5. Applications in Legged, Wheeled, and Hybrid Robots
SRBD-MPC has been applied across a spectrum of platforms:
- Humanoid gait generation (NAO, HRP-4) with omnidirectional motion commands, real-time ZMP trajectory planning, and recursive feasibility under various control horizons (Scianca et al., 2019).
- Wheeled-legged quadrupeds (e.g., ANYmal with torque-controlled wheels), using joint velocity and force optimization for hybrid driving/gait transitions, and rolling constraints encoded directly in the MPC (Bjelonic et al., 2020).
- Bipedal robots achieving robust performance on rough terrain and dynamic motions (walking, hopping, running) with force-and-moment-based MPC, mapping force/moment solutions to actuator commands via Jacobians (Li et al., 2021).
- Quadrupedal robots with manipulators (Go2 + Kinova arm), using a decomposition strategy coupling SRB models for base locomotion and full-order models for arm manipulation within a layered NMPC/WBC control architecture (Sambhus et al., 29 Jul 2025).
- Deep RL-based policies for adaptive SRB tracking in simulated full-body characters, using quadratic programming solvers and momentum-mapped inverse kinematics for environment adaptation and controller transition, all with high sample efficiency (Kwon et al., 2023).
- Online hybrid non-convex MPC for single rigid body locomotion, solving mixed-integer optimization with no small-angle or pre-defined gait assumptions, employing offline learning of the problem-solution map for rapid online adaptation running at over 50 Hz (Lin et al., 2022).
- Hybrid iLQR MPC for contact-implicit stabilization, including dynamic contact sequence modification and efficient gradient computation via saltation matrix and analytic derivatives, with robust performance under large perturbations (Unitree A1 quadruped) (Kong et al., 2022).
6. Innovations, Practical Challenges, and Future Prospects
Recent research emphasizes several core advancements:
- Relaxation of restrictive modeling assumptions (small-angle linearizations, fixed gaits), expanding reachable dynamic behaviors.
- Contact-implicit formulations and real-time gait adaptation leveraging integer optimization and learning-based warm-starts.
- Finite-horizon tail projection and terminal constraint strategies for stability under SRBD simplifications.
- Parallelization and GPU acceleration for faster rollouts (e.g., Isaac Gym), and structure-exploiting solvers for onboard computation.
- Advanced derivative computation (second-order analytic) and code-generation for deployment on high-DoF systems.

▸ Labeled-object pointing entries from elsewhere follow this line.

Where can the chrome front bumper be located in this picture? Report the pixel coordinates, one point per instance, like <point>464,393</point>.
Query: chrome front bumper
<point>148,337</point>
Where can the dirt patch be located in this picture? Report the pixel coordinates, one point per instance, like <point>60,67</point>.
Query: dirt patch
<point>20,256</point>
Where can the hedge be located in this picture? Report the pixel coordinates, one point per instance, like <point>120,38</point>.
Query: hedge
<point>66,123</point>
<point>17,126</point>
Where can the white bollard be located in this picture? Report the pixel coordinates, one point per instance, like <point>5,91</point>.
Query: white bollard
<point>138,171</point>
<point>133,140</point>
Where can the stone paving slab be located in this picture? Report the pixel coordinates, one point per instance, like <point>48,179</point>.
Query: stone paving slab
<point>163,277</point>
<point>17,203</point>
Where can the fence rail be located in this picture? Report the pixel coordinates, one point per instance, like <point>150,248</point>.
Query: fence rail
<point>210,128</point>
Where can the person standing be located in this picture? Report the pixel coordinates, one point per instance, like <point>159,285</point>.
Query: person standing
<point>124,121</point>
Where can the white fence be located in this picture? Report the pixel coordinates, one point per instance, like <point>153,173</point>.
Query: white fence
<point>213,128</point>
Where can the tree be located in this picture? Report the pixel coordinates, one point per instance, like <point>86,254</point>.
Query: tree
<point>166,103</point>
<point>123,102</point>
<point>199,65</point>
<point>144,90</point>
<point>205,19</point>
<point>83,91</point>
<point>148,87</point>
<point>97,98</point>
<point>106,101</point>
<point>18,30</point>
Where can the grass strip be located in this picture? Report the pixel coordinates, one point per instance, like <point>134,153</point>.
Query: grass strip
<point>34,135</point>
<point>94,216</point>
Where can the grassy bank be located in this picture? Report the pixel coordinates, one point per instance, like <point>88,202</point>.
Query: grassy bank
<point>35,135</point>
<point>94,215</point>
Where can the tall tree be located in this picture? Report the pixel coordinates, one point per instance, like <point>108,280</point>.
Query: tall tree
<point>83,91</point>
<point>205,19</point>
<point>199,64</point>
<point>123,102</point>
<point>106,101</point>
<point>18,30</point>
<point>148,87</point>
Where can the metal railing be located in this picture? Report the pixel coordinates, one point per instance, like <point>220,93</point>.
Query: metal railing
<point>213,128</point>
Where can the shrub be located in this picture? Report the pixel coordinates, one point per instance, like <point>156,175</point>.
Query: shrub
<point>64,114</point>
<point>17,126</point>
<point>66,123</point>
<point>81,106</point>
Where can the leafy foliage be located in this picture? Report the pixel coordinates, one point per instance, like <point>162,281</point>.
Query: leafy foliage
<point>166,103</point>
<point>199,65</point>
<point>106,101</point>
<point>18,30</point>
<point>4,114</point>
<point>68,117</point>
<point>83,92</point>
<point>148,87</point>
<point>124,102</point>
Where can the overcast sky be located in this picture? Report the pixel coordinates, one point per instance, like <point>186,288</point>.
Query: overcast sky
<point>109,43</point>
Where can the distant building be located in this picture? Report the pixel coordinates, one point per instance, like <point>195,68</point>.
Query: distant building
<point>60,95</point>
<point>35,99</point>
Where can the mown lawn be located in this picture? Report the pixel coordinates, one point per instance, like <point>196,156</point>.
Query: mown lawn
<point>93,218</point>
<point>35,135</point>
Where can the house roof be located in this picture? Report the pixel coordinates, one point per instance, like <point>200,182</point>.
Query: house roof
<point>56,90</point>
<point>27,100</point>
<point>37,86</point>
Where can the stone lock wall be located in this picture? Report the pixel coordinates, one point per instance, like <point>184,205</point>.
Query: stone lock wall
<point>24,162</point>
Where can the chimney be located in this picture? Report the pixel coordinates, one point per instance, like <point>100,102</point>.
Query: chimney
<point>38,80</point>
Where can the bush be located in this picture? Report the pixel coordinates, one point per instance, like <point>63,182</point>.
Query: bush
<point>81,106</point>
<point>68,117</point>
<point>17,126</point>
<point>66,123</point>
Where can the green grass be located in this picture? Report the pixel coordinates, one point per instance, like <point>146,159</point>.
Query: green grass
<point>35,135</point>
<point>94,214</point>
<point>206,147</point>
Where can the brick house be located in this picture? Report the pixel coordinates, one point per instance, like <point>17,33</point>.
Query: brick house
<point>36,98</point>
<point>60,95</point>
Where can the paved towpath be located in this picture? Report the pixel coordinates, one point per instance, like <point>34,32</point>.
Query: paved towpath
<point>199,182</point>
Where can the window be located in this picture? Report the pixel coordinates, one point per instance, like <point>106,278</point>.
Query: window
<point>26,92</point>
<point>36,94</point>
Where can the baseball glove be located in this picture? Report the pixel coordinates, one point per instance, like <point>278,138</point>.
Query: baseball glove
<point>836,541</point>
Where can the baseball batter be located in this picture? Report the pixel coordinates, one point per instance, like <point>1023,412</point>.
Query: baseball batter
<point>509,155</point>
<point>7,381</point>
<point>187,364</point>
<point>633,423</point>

The main challenges remain in ensuring stability and recursive feasibility in the presence of model reduction, handling hybrid dynamics (contact transitions, mode switches), and managing computational complexity for real-time execution on embedded platforms. Future directions point to:
- Systematic derivation of Koopman-based linear representations (dual quaternion observables) for extended global controller performance (Zinage et al., 2021).
- Distributed and decentralized MPC schemes for complex multi-agent or multi-arm systems (Sambhus et al., 29 Jul 2025).
- Integration with learning algorithms for global optimization over hybrid dynamics (Lin et al., 2022).
Single-Rigid-Body-Dynamics-Based MPC continues to be a central paradigm in legged robotics, yielding robust, efficient, and physically grounded control solutions that bridge real-time implementation and dynamic motion fidelity across a wide array of platforms and locomotion regimes.